Note: AMSI publications are available as an uniprint reproduction from the Lorenz Corporation, 501 E. 3rd St., Dayton, OH 45401-0802.

5. “We Will Carol Joyfully” by Robert Wetzler (AMSI376); SATB with echo group. Delightful and melodic setting of an Old English Carol text. Echo effects throughout. The echoes could be sung by a youth group; a good opportunity to involve them with the Senior Choir. Not difficult at all.
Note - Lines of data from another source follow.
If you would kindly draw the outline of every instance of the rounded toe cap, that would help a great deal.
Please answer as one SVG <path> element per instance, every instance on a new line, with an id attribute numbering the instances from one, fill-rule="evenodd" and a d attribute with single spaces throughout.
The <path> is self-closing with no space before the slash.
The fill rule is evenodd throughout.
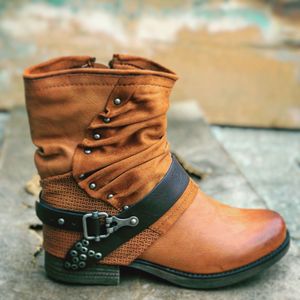
<path id="1" fill-rule="evenodd" d="M 276 250 L 285 241 L 286 235 L 287 229 L 281 215 L 272 210 L 265 210 L 261 232 L 257 235 L 262 253 L 267 255 Z"/>

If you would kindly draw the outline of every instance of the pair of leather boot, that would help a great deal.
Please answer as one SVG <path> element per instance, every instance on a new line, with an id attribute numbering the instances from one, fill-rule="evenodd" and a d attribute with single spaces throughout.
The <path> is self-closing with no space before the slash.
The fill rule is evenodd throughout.
<path id="1" fill-rule="evenodd" d="M 114 55 L 109 66 L 72 56 L 25 70 L 50 278 L 114 285 L 126 266 L 216 288 L 286 253 L 279 214 L 217 202 L 171 154 L 166 112 L 176 80 L 128 55 Z"/>

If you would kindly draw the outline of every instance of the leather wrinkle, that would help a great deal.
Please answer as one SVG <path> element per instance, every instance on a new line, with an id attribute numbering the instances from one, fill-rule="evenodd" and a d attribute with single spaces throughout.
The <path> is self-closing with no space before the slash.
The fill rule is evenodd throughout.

6. “He Has Risen” by Sharon Elery Rogers. SATB with keyboard; Coronet Press (392-41992). A quodlibet of 2 contrasting hymn tunes :Llanfair” by Robert Williams and “Hollingside” by John B. Dykes. Very effective, with a soaring descant and big conclusion. Of medium difficulty, requiring a large enough soprano section to accommodate the descant.

7. “The Day of Resurrection (French Carol)” arr. by Henry Kihlken; Coronet Press (392-41905); SATB with keyboard and optional trumpet. A festive setting of a familiar French Carol Melody, used by Willian in the collection “Carols of the Seasons.” Some of you might be familiar with the 1948 arrangement by Carl Halter. Exploits imitation on the phrase “He is Risen,” with separate entries of the voices at various points. Medium/Difficult.